図では3つの筆石が描かれているが、それぞれは1匹の生物ではなく、多数の筆石が集合して「一つの」筆石となっている。進化が早く、種ごとの生存期間が短いため、筆石の化石は地層の時代を調べるのにたいへん役にたっている(示準化石)。筆石はカンブリア紀から石炭紀まで生存した。世界中でたくさんの化石が見つかっているが、日本では高知県横倉山のシルル紀層からわずか1個が発見されているのみである。


今回発見された筆石(写真の幅8cm)
世界的にも筆石の化石がたくさん発見される地層は、今回のような遠洋の深海底に堆積した地層である。これらの筆石は海底に暮らしていたわけではなくて、海面に暮らしていたものが、死んでから海底に沈んだものである。筆石の体はもろかったと思われるので、深海底のような水流が弱く、泥がゆっくりと堆積するような海底は筆石が壊れずに化石となるのに適していたと考えられる。実際、浅い海の地層から見つかる筆石の化石は相対的に少ない。

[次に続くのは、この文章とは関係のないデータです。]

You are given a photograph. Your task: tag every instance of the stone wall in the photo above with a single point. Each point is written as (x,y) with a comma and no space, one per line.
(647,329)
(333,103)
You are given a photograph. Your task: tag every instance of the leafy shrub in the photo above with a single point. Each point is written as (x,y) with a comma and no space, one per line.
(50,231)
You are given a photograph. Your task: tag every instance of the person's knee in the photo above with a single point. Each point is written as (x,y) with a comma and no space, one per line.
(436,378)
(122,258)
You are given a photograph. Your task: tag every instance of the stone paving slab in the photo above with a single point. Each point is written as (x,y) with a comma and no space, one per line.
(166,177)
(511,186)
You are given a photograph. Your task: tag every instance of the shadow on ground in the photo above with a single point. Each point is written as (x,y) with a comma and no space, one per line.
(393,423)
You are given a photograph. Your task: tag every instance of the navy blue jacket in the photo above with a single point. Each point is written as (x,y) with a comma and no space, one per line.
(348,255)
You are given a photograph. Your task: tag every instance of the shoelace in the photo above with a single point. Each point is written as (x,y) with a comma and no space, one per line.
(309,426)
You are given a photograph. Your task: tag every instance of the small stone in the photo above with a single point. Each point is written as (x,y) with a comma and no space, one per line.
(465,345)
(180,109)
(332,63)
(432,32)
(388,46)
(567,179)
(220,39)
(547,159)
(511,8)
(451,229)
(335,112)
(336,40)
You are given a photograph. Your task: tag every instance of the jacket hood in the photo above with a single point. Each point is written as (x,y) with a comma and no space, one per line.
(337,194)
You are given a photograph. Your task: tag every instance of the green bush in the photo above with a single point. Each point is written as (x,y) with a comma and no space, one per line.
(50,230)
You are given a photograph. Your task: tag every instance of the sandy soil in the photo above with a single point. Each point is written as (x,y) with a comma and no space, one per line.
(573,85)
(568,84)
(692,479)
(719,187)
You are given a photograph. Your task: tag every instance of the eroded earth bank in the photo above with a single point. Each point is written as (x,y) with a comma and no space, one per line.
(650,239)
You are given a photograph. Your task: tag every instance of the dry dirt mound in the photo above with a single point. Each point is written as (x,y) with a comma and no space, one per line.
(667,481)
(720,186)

この石切り場には、ほぼまる1日いたのですが、結局、三葉虫は破片が2個しか採集できませんでした。この産地の三葉虫化石は、見つかる層準がかなり偏在しているようです。また、以前は比較的豊富に採集できたとのことですので、採りつくされ気味なのかも知れません。そんな訳で気持ちとしてはちょっと不完全燃焼気味でしたが、初めて手にした三葉虫の仲間を自分の手で採集できたのは大きな喜びでした。

トリヌクレウス科三葉虫の頭部
左:実物。非常に小さいが、頭部の前縁に特徴的なフリンジがあるのが確認できる。
右:発見された化石の部位(赤色)を示すイメージ復元図



トリヌクレウス科三葉虫の頭部と胸節
左:実物。頭部前縁にある特徴的なフリンジが欠けている。尾部と頭棘も欠けているが、比較的全体の形がわかる標本。
右:発見された化石の部位(赤色)を示すイメージ復元図




フットパス
石切り場跡までは、私有地の牧場内を通過せねばなりません。日本では私有地に立ち入る場合、土地所有者の許可がいりますが、イギリスでは古来人々の通行路として使われていた道は「フットパス」と呼ばれ、たとえ私有地の中であっても、誰にでも通行権があります。今回も牧場のゲートを乗り越え、フットパスをたどって目的地まで行きました。写真は我々に気づいた羊の群れが移動してゆく様子。鳴き声が人の声みたいでした。